How smart autofill works
When you open a workout, each exercise is pre-filled with suggested weights and reps based on your most recent session. The logic follows three rules:
Weight increase
If you completed all sets at the top of your target rep range last time, the app increases the weight:
- Barbell exercises — +2.5 kg (the smallest standard plate increment)
- Dumbbell exercises — +2 kg (matching typical dumbbell jumps)

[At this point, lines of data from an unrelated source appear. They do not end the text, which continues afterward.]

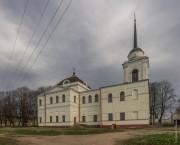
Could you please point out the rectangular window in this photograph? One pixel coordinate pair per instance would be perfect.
(57, 118)
(50, 119)
(83, 118)
(95, 118)
(63, 98)
(63, 118)
(122, 116)
(96, 98)
(110, 117)
(40, 119)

For example, if your programme prescribes 8–12 reps on bench press and you hit 12 reps on every set, next session autofills with 2.5 kg more.
Weight decrease
If you fell below the minimum of your rep range on any set, the app suggests dropping the weight slightly. This prevents you from grinding through sessions with form breakdown and keeps you training in the productive range.
Weight maintained
If your reps landed somewhere in the middle of the range — above minimum but not hitting the top on every set — the weight stays the same. You’re still progressing by adding reps before adding load.
AI recommendations
Beyond the rule-based autofill, the AI Coach can offer personalised recommendations. It considers:
- Your recent training volume and trends
- How consistently you’ve been hitting rep targets
- Whether you’ve stalled on a particular exercise
You can ask the AI Coach for advice at any point during a workout, or review its suggestions on the dashboard.
Overriding suggestions
Autofill is a starting point, not a mandate. You can always edit the weight and reps manually before completing a set. If you’re feeling strong, go heavier. If you’re recovering from a tough week, dial it back.
Tips
- Trust the process — small, consistent increases add up to significant strength gains over weeks and months.
- If the same weight has been suggested three sessions in a row, consider whether your recovery, sleep, or nutrition needs attention.
- Pair progressive overload with workout rescheduling to make sure you never miss the sessions that matter most.